I was present at the Crown Room, Warwick Hotel, Houston, Texas, on November 29, 1976. The fifteen students sponsoring the dinner were dressed in tuxedos and part of the money raised for the event paid for the good doctor’s tuxedo and dinner.  It was a surprise testimonial dinner in honor of the Dr. Lence’s tenure at U of H.  The only way to obtain the proper measurements for the good doctor’s tux was to enter into a conspiracy with Dr. Lence’s mother, Nickie.

Nickie Lence supplied the information related to garment size and aided the cabal.  The unsuspecting Dr. Lence was hustled into wearing a tuxedo which mysteriously appeared out of his closet and escorted to the Warwick hotel by unknown students.  (My suspicions are that Michael Jackson and Joel Jessee were the culprits) The party, with Dr. Lence in tow, arrived at the Crown Room on schedule.  The giant, floor to ceiling doors, opened to a hearty, “For He’s a Jolly Good Fellow”, chorus after chorus rang out in a thunderous volume from the well lubricated throats of energized students.  Colleagues, fans from across the country sent letters that were read out loud to cheers and applause.  Telegrams were read out loud from friends around the world.  The fete lasted long into the night.

The students, young men, did not gain a pound from the rich food.  Never had I seen such a dazzling array, nor experienced the delights of a formal dinner.  The emotional heights of admiration, and honor were in my memory etched for ever.

There were many Lenceinans, who for reasons of their own could not attend, and thus, missed the opportunity to give something special to Dr.
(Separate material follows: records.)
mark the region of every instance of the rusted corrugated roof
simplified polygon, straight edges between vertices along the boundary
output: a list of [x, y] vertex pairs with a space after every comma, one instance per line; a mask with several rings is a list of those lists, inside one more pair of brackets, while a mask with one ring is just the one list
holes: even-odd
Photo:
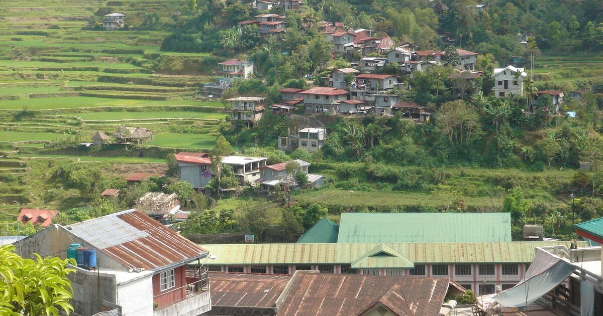
[[273, 307], [291, 278], [274, 274], [212, 273], [212, 306]]
[[[383, 277], [296, 271], [279, 315], [353, 316], [382, 301], [395, 315], [438, 315], [450, 281], [444, 277]], [[402, 297], [400, 297], [402, 296]], [[402, 303], [402, 304], [400, 304]], [[399, 305], [402, 305], [403, 306]]]
[[67, 226], [72, 234], [128, 268], [160, 270], [207, 252], [135, 209]]
[[[416, 264], [529, 263], [534, 249], [569, 241], [387, 243]], [[586, 243], [584, 244], [586, 245]], [[364, 244], [231, 244], [200, 245], [217, 258], [212, 264], [350, 264], [379, 246]]]

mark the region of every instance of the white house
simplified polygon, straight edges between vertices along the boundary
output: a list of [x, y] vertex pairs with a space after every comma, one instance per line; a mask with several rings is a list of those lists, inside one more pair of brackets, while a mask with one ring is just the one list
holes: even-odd
[[505, 98], [510, 94], [523, 95], [523, 78], [527, 76], [523, 68], [508, 66], [505, 68], [495, 69], [492, 74], [494, 79], [492, 88], [494, 96]]

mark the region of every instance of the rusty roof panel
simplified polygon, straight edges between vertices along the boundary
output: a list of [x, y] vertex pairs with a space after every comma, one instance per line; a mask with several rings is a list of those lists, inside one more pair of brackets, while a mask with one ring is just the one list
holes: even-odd
[[67, 226], [72, 233], [128, 268], [153, 270], [207, 253], [134, 209]]
[[212, 305], [274, 307], [291, 276], [212, 273]]
[[[449, 280], [442, 277], [382, 277], [297, 271], [289, 282], [279, 314], [295, 316], [349, 316], [370, 310], [376, 303], [408, 303], [412, 314], [438, 315]], [[399, 296], [403, 296], [401, 299]], [[405, 301], [403, 300], [405, 299]], [[406, 304], [405, 304], [406, 306]], [[408, 311], [408, 308], [405, 308]]]

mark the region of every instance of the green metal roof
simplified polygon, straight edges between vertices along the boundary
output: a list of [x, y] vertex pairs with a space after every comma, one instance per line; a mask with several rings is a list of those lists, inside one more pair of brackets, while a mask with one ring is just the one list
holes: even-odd
[[511, 241], [509, 213], [344, 213], [337, 243]]
[[[389, 243], [393, 250], [417, 264], [528, 263], [537, 247], [570, 241]], [[581, 241], [581, 247], [587, 243]], [[379, 244], [231, 244], [200, 245], [216, 256], [210, 264], [351, 264]], [[210, 263], [210, 262], [208, 262]]]
[[350, 267], [355, 269], [363, 268], [411, 268], [414, 267], [414, 264], [409, 259], [394, 250], [389, 246], [381, 244], [352, 261]]
[[336, 243], [338, 231], [339, 226], [324, 217], [305, 232], [297, 243]]
[[583, 232], [603, 238], [603, 217], [579, 223], [574, 226]]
Lence.  I never heard him discuss the evening thereafter.  He may have been a little embarrassed by all of the blowviating-hoo-rah, and uncomfortable with the public display of raw appreciation.   However, I suspect that down deep he liked the attention, the formality, the ceremony; where he received the small token of appreciation from  his students in a formal, ceremonial and somewhat dignified manner.